Tremila delegati, fra cui 53 capi di stato, si riuniscono oggi nella località sciistica di Davos, sulle Alpi, in Svizzera, per il 50esimo anniversario del World Economic Forum (Wef). Il meeting annuale di leader politici, manager, membri della società civile e accademici comincia oggi e dura quattro giorni.
Gli argomenti
Il titolo scelto per questa edizione del meeting è «Stakeholder per un mondo coeso e sostenibile». La sfida al cambiamento climatico è il tema centrale del World Economic Forum, ma si parlerà anche di tensioni sociali e disuguaglianza, a partire dal rapporto pubblicato da Oxfam che segnala che nel mondo 2mila persone hanno un patrimonio superiore a quella dei 4,6 miliardi di persone più povere sulla Terra, ossia il 60% della popolazione mondiale. E, ancora, della crisi della globalizzazione e delle tensioni geopolitiche attuali, a partire dall’Iran e dalla Libia.
Gli ospiti
Ci sarà il presidente degli Stati Uniti Donald Trump (che l’anno scorso non aveva partecipato), a pochi giorni dall’uccisione del generale iraniano Qassem Soleimani e dalla crisi scoppiata con Teheran. Mancherà invece il ministro degli Esteri iraniano Mohammad Javad Zarid, che doveva intervenire: «a causa di alcune modifiche agli accordi originari» il suo arrivo è stato cancellato. Secondo fonti ufficiali di Teheran Zarid non ci sarà perché «hanno cambiato il programma originario che avevano per lui, che era stato concordato, sostituendolo con qualcos’altro».

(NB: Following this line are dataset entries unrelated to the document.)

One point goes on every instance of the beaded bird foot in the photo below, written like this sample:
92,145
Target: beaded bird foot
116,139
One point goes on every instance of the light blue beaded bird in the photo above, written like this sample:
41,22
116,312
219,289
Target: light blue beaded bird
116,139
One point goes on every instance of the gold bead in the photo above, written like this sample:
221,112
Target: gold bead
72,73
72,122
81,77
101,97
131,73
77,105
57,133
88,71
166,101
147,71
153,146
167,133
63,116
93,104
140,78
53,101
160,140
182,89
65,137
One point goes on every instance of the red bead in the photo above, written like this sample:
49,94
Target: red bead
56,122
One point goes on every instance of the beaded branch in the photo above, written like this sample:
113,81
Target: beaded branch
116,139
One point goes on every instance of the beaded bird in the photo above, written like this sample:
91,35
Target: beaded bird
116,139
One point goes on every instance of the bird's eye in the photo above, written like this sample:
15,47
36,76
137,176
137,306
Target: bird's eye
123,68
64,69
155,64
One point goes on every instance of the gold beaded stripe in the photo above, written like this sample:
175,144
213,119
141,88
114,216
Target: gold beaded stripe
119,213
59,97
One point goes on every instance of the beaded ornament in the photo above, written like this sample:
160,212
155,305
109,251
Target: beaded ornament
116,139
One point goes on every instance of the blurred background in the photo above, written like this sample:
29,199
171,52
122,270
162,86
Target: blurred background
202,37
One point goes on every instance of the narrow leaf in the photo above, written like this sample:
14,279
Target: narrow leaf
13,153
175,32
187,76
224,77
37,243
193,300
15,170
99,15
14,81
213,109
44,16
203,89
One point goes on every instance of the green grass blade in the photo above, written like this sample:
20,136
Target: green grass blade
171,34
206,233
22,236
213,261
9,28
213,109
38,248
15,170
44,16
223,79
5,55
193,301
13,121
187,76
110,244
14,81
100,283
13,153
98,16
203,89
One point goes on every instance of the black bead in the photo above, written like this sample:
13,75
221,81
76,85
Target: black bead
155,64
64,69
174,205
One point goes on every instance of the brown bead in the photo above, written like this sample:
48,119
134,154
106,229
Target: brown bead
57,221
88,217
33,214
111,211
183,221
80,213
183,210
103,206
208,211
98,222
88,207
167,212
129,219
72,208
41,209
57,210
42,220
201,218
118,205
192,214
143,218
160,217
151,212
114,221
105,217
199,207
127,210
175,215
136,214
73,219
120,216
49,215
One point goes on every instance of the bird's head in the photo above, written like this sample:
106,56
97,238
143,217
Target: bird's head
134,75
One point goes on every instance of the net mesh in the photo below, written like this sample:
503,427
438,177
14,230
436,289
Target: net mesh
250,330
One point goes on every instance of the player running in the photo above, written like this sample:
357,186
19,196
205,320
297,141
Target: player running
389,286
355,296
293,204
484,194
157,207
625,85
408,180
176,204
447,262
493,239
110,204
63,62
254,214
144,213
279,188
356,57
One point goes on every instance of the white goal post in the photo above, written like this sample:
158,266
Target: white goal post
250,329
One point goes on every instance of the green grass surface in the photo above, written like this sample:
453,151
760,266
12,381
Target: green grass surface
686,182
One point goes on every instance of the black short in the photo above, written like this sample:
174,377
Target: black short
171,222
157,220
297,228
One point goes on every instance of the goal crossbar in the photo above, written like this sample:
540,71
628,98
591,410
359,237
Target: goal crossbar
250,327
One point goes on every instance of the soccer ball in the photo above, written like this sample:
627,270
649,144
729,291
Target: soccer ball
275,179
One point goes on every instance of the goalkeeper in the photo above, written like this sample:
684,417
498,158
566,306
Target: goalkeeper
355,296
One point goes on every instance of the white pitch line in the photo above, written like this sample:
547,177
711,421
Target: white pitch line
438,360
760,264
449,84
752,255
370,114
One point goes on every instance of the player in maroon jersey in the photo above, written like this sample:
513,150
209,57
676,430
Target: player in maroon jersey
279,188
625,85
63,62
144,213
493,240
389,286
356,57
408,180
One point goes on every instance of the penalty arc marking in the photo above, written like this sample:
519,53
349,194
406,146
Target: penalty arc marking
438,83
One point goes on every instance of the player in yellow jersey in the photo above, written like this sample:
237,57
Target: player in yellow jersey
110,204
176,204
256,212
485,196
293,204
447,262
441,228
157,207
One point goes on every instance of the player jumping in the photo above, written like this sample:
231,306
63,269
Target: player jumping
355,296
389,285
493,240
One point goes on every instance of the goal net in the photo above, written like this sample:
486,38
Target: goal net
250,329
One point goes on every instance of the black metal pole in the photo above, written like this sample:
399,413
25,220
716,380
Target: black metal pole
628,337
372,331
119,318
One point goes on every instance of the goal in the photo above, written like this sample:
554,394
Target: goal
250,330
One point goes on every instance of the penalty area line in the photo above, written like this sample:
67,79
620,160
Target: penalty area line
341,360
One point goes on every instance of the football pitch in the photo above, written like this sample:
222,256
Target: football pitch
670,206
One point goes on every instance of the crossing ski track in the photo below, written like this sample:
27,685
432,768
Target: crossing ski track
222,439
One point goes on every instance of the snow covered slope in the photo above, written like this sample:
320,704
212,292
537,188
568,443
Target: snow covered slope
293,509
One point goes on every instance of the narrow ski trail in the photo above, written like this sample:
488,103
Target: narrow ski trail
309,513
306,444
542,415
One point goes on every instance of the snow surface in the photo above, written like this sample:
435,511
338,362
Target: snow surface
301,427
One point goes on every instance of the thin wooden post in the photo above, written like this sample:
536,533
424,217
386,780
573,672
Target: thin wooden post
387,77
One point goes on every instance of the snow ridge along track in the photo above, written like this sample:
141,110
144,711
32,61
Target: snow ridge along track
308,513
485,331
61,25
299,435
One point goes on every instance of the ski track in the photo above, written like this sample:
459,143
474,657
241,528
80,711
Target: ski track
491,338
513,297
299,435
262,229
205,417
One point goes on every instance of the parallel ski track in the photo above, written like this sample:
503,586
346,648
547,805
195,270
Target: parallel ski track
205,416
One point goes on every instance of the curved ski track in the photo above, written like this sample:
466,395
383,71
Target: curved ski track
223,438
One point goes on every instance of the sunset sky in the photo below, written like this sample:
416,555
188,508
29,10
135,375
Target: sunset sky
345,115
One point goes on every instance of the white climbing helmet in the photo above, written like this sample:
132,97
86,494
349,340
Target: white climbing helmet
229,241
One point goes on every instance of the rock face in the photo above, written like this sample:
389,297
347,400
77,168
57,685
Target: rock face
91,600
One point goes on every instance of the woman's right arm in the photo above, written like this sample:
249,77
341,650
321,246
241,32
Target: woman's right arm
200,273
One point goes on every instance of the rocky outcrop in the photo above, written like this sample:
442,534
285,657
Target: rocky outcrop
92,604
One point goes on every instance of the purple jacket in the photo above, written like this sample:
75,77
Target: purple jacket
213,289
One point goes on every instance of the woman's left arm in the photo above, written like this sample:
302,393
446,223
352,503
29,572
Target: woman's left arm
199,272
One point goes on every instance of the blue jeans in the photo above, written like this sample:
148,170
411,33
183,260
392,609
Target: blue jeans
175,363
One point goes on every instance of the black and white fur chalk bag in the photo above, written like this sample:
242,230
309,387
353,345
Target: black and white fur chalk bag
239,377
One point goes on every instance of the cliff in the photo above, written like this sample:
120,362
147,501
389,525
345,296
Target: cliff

È stata invitata anche Greta Thunberg, che lancerà un appello per trovare alternative al combustibile fossile. Ma a Davos, per la prima volta, c’è anche un gruppo di 10 «giovani leader», tutti under 20, chiamati come rappresentanti della loro generazione. Fra loro, Ayakha Malithafa, sudafricana 17enne, che si batte per una transizione energetica nel continente africano, Melati Wijsen, 19, dell’isola di Bali e fondatrice di un’organizzazione per ripulire le spiagge dell’isola dalla plastica, e ancora Fionn Ferreira, 18, inventore di un meccanismo per estrarre le micro-plastiche dall’oceano.
Il discorso inaugurale è affidato alla presidente della Commissione Europea Ursula Von der Leyen, che ha alzato gli obiettivi di riduzione di gas climalteranti a 45% entro il 2030 e ha spiegato che «Davos è un luogo dove sia gli scienziati che i giovani leader possono far sentire la loro voce e lasciare il segno». Ci saranno, fra gli altri, anche Giuseppe Conte e Angela Merkel.